PAMELA SCOTT OPENS NEW DUBLIN CITY CENTRE SHOP - Fashion retailer Pamela Scott exited examinership in May and today it opens its fourth new shop since successfully emerging from that process. It also has plans for more new stores 

Scott Barron, director of Pamela Scott's parent company Flairline Fashions, says that 40% of the company went into the examership process bascially because of high rents. Mr Barron says that while the company had good landlords, who did agree to short-term rent reductions, it needed to get its cost structures down to a sustainable level on a long-term basis. The court process succeeded in doing that. But he cautions that the process is a very expensve option, which requires a hugh amount of work. He says there should be a cheaper, faster option for smaller companies who find themselves in a similar situation as Flairline.

Mr Barron says that Flairline did not "mess" its suppliers around when it was in the examinership process, adding that it has been in business for 40 years. He says that while the company was not able to pay its bills for a month, they kept the process "clean". 

Pamela Scott opens a new store in Dublin's Henry Street today, but Mr Barron says that turnover is still a very challenging problem for retailers. He says that it is a constant challenge to deal with the competition from the multiple chain stores as well as online retailers.

MORNING BRIEFS - The Irish subsidiary of Belgian bank KBC has reported a loss after charging for impairments on soured loans of €80m for the three months to the end of September. That is an improvement on the €93m loss in the same period last year. Impairment charges on loans were down from €129m to €98m. Separately KBC's parent has issued a statement saying it has accepted with regret a decision by KBC Ireland chief executive John Reynolds to leave the company after 29 years, four of them as CEO, to "pursue further opportunities". Wim Verbraeken, KBC Ireland's chief financial officer, will replace him.

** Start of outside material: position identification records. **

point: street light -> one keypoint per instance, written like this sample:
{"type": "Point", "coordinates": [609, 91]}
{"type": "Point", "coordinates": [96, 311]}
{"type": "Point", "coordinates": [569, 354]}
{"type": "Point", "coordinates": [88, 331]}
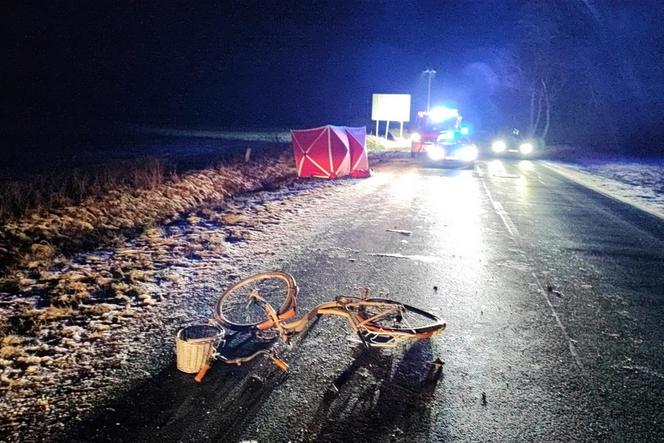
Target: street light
{"type": "Point", "coordinates": [430, 73]}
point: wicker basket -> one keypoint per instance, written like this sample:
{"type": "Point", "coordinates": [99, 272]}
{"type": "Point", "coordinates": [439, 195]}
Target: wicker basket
{"type": "Point", "coordinates": [194, 346]}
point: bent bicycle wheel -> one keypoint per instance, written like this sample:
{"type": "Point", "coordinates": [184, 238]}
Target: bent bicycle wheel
{"type": "Point", "coordinates": [391, 317]}
{"type": "Point", "coordinates": [240, 306]}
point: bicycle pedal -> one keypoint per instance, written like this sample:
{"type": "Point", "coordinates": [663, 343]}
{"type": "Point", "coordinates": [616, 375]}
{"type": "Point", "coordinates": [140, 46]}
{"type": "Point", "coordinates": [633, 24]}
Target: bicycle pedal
{"type": "Point", "coordinates": [353, 338]}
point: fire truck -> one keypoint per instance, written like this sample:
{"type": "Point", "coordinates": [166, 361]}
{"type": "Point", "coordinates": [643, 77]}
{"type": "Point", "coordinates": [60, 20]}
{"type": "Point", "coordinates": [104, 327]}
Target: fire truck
{"type": "Point", "coordinates": [439, 136]}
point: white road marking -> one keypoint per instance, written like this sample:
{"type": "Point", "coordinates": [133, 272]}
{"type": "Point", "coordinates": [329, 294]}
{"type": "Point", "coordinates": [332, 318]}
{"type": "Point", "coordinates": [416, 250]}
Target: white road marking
{"type": "Point", "coordinates": [500, 210]}
{"type": "Point", "coordinates": [514, 233]}
{"type": "Point", "coordinates": [570, 342]}
{"type": "Point", "coordinates": [588, 181]}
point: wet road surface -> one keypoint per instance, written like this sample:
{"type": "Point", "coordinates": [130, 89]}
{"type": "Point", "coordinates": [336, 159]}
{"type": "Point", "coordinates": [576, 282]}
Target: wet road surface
{"type": "Point", "coordinates": [553, 296]}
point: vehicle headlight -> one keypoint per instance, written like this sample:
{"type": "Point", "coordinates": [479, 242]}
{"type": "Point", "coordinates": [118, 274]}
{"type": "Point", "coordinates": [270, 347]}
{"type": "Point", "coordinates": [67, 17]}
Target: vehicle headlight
{"type": "Point", "coordinates": [435, 152]}
{"type": "Point", "coordinates": [526, 148]}
{"type": "Point", "coordinates": [498, 146]}
{"type": "Point", "coordinates": [468, 153]}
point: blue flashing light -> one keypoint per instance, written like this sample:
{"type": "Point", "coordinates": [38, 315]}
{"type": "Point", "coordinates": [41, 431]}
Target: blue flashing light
{"type": "Point", "coordinates": [447, 135]}
{"type": "Point", "coordinates": [440, 114]}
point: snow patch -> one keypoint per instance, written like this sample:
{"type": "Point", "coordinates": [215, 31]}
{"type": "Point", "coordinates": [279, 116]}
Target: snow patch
{"type": "Point", "coordinates": [638, 185]}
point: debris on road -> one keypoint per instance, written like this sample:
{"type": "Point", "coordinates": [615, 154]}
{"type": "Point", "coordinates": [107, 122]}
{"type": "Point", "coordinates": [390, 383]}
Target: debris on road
{"type": "Point", "coordinates": [551, 289]}
{"type": "Point", "coordinates": [400, 231]}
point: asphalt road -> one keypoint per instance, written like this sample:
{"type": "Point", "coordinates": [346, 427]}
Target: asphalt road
{"type": "Point", "coordinates": [553, 296]}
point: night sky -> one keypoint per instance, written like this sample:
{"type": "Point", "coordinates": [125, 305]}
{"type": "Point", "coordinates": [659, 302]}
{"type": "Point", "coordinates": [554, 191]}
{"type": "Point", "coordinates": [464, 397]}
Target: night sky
{"type": "Point", "coordinates": [292, 64]}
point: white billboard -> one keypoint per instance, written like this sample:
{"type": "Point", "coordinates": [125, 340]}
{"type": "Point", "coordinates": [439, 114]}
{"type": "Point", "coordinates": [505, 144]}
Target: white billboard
{"type": "Point", "coordinates": [391, 107]}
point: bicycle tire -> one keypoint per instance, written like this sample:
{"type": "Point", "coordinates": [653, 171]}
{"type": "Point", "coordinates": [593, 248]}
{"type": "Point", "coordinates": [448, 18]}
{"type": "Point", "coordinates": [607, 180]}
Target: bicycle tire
{"type": "Point", "coordinates": [410, 321]}
{"type": "Point", "coordinates": [235, 310]}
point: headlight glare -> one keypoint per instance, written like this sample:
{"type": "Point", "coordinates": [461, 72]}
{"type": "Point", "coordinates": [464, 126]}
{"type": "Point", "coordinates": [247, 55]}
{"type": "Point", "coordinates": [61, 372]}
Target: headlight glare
{"type": "Point", "coordinates": [435, 152]}
{"type": "Point", "coordinates": [526, 148]}
{"type": "Point", "coordinates": [498, 146]}
{"type": "Point", "coordinates": [468, 153]}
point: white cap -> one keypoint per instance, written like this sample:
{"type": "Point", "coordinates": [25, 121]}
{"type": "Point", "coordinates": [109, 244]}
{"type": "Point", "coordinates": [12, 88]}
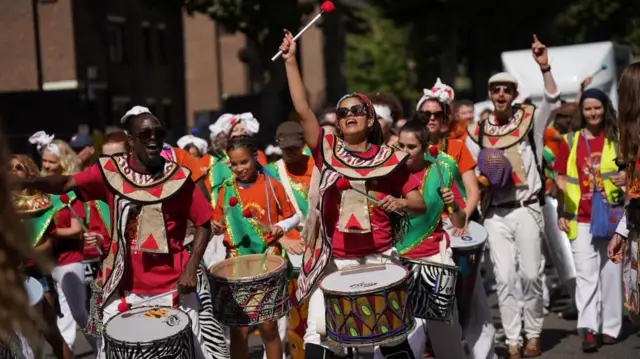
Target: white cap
{"type": "Point", "coordinates": [135, 111]}
{"type": "Point", "coordinates": [503, 77]}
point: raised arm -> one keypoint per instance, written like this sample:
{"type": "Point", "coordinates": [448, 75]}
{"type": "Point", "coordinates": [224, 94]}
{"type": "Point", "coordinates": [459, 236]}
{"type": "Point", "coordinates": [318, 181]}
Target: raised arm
{"type": "Point", "coordinates": [308, 119]}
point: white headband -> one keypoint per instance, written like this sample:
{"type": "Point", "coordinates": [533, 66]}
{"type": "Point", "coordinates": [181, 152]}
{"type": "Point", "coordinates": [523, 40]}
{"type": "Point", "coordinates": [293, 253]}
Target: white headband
{"type": "Point", "coordinates": [385, 112]}
{"type": "Point", "coordinates": [44, 141]}
{"type": "Point", "coordinates": [439, 92]}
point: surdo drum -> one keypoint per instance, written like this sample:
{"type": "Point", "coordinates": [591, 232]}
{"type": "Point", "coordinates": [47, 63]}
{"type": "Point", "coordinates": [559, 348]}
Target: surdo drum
{"type": "Point", "coordinates": [249, 290]}
{"type": "Point", "coordinates": [367, 305]}
{"type": "Point", "coordinates": [149, 332]}
{"type": "Point", "coordinates": [467, 253]}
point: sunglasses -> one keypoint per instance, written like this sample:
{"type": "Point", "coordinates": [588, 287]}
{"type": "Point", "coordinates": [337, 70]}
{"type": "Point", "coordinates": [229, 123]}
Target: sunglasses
{"type": "Point", "coordinates": [146, 134]}
{"type": "Point", "coordinates": [507, 89]}
{"type": "Point", "coordinates": [356, 110]}
{"type": "Point", "coordinates": [438, 115]}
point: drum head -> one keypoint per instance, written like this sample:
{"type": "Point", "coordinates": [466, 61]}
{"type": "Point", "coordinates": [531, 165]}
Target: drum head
{"type": "Point", "coordinates": [147, 324]}
{"type": "Point", "coordinates": [363, 279]}
{"type": "Point", "coordinates": [476, 236]}
{"type": "Point", "coordinates": [34, 289]}
{"type": "Point", "coordinates": [247, 268]}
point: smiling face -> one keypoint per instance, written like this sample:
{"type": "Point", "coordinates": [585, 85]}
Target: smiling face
{"type": "Point", "coordinates": [242, 164]}
{"type": "Point", "coordinates": [353, 120]}
{"type": "Point", "coordinates": [593, 112]}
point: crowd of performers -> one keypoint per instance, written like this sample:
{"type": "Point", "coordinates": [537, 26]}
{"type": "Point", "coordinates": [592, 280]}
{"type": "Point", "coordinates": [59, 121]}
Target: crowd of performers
{"type": "Point", "coordinates": [365, 231]}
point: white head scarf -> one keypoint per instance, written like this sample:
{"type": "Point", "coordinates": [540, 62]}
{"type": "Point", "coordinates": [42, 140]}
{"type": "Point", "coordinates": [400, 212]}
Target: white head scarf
{"type": "Point", "coordinates": [225, 123]}
{"type": "Point", "coordinates": [44, 141]}
{"type": "Point", "coordinates": [439, 92]}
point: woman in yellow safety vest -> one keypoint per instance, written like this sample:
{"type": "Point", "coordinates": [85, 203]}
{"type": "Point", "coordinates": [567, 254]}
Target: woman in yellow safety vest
{"type": "Point", "coordinates": [591, 183]}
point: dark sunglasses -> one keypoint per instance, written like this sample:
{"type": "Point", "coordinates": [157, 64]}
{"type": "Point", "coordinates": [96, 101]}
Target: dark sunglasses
{"type": "Point", "coordinates": [438, 115]}
{"type": "Point", "coordinates": [356, 110]}
{"type": "Point", "coordinates": [507, 89]}
{"type": "Point", "coordinates": [146, 134]}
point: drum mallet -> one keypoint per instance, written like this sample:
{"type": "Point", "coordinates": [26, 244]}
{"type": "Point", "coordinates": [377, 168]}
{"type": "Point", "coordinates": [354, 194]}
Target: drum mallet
{"type": "Point", "coordinates": [343, 184]}
{"type": "Point", "coordinates": [433, 151]}
{"type": "Point", "coordinates": [64, 198]}
{"type": "Point", "coordinates": [325, 8]}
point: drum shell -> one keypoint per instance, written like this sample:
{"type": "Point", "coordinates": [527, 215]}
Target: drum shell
{"type": "Point", "coordinates": [250, 301]}
{"type": "Point", "coordinates": [558, 244]}
{"type": "Point", "coordinates": [432, 289]}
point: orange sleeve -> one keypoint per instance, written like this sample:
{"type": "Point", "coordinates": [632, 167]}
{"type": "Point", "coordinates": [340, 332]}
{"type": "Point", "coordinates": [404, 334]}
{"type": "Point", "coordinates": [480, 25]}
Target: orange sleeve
{"type": "Point", "coordinates": [183, 158]}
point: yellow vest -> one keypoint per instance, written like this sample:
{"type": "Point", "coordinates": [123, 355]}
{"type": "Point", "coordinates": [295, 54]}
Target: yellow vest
{"type": "Point", "coordinates": [572, 194]}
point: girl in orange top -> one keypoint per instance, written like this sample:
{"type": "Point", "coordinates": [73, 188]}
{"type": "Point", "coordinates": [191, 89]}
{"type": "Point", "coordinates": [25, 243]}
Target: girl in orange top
{"type": "Point", "coordinates": [266, 201]}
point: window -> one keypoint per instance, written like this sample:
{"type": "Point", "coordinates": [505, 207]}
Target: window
{"type": "Point", "coordinates": [162, 44]}
{"type": "Point", "coordinates": [146, 41]}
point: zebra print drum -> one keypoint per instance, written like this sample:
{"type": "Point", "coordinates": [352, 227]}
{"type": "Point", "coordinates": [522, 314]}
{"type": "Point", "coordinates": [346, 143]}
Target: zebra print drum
{"type": "Point", "coordinates": [467, 253]}
{"type": "Point", "coordinates": [367, 305]}
{"type": "Point", "coordinates": [432, 289]}
{"type": "Point", "coordinates": [149, 333]}
{"type": "Point", "coordinates": [249, 290]}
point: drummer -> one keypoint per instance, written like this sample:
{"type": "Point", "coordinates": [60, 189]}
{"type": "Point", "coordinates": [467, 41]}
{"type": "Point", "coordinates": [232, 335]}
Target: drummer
{"type": "Point", "coordinates": [349, 239]}
{"type": "Point", "coordinates": [265, 199]}
{"type": "Point", "coordinates": [427, 239]}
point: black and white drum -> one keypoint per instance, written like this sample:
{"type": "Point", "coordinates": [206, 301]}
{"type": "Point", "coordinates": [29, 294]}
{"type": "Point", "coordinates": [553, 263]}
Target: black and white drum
{"type": "Point", "coordinates": [149, 333]}
{"type": "Point", "coordinates": [467, 253]}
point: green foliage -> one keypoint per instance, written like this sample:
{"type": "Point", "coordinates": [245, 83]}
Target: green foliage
{"type": "Point", "coordinates": [377, 55]}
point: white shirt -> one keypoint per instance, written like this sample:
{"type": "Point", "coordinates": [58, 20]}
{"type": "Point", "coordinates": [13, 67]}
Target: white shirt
{"type": "Point", "coordinates": [541, 118]}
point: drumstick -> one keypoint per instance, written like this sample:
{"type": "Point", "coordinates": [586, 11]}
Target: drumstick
{"type": "Point", "coordinates": [433, 151]}
{"type": "Point", "coordinates": [64, 198]}
{"type": "Point", "coordinates": [326, 7]}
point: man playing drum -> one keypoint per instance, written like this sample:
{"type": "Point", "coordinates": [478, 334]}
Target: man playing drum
{"type": "Point", "coordinates": [150, 200]}
{"type": "Point", "coordinates": [352, 231]}
{"type": "Point", "coordinates": [508, 148]}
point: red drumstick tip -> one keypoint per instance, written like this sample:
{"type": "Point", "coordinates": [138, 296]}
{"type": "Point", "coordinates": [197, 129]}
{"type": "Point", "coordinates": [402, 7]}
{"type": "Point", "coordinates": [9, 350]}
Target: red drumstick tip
{"type": "Point", "coordinates": [343, 184]}
{"type": "Point", "coordinates": [327, 7]}
{"type": "Point", "coordinates": [433, 151]}
{"type": "Point", "coordinates": [64, 198]}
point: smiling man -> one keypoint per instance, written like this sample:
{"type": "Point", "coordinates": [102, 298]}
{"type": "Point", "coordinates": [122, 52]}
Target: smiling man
{"type": "Point", "coordinates": [151, 199]}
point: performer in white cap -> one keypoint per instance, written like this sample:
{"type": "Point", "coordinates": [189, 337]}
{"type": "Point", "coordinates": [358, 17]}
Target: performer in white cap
{"type": "Point", "coordinates": [508, 148]}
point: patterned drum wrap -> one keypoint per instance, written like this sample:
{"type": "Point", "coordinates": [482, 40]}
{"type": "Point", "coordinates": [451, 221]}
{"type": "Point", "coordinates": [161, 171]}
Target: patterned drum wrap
{"type": "Point", "coordinates": [431, 289]}
{"type": "Point", "coordinates": [149, 333]}
{"type": "Point", "coordinates": [249, 290]}
{"type": "Point", "coordinates": [367, 305]}
{"type": "Point", "coordinates": [94, 325]}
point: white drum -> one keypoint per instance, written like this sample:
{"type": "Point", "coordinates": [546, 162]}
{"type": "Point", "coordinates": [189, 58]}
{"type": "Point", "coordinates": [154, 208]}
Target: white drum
{"type": "Point", "coordinates": [367, 305]}
{"type": "Point", "coordinates": [149, 332]}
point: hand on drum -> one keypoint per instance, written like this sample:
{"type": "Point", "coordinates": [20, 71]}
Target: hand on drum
{"type": "Point", "coordinates": [292, 245]}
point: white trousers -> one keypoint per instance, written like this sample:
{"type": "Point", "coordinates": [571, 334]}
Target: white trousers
{"type": "Point", "coordinates": [72, 295]}
{"type": "Point", "coordinates": [516, 244]}
{"type": "Point", "coordinates": [598, 285]}
{"type": "Point", "coordinates": [188, 303]}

*** Two out of every three exporters here have grown their sales this year. A new report from the Irish Exporters Association found the majority of exporters had targetted new markets in the past year. Brazil, Russia and China were the most popuular targets. 80% of Irish Exporters are predicting further growth in 2014.

*** Irish sportswear maker O'Neills has reported a 25% increase in exports last year to expats and GAA clubs in locations ranging from Chicago to Kuwait. Australia, the UK and the US are the key markets for O'Neills.

*** Coffee chain Starbucks has found a silver lining in a $2.7 billion compensation payment it had to pay to Kraft Foods. The payment, enforced on Starbucks after binding arbitration on Tuesday, was to settle a dispute over its decision to terminate Kraft's contract to package and distribute Starbucks coffee in supermarkets. Starbucks has already effectively clawed back $1 billion though because it has restated its accounts. The impact of booking the compensation payment means it wipes out $1.7 billion profit but also wipes out an $832m tax bill that Starbucks would otherwise have had to pay. No profit means no tax. 

*** Sony has set a target of selling five million of its new Playstation 4 consoles between tomorrow, when it goes on sale for the first time in the US, and the end of March. Andrew House, president Sony Computer Entertainment, denied suggestions from some stock market analysts that Sony would be losing up to $150 on each Playstation 4 it sells. Mr House said the $150 loss per unit estimate was "very, very significantly wide of the mark". The Irish retail price of €399 is around 30% higher than the US retail price in dollar terms. The consoles go on sale here at the end of the month.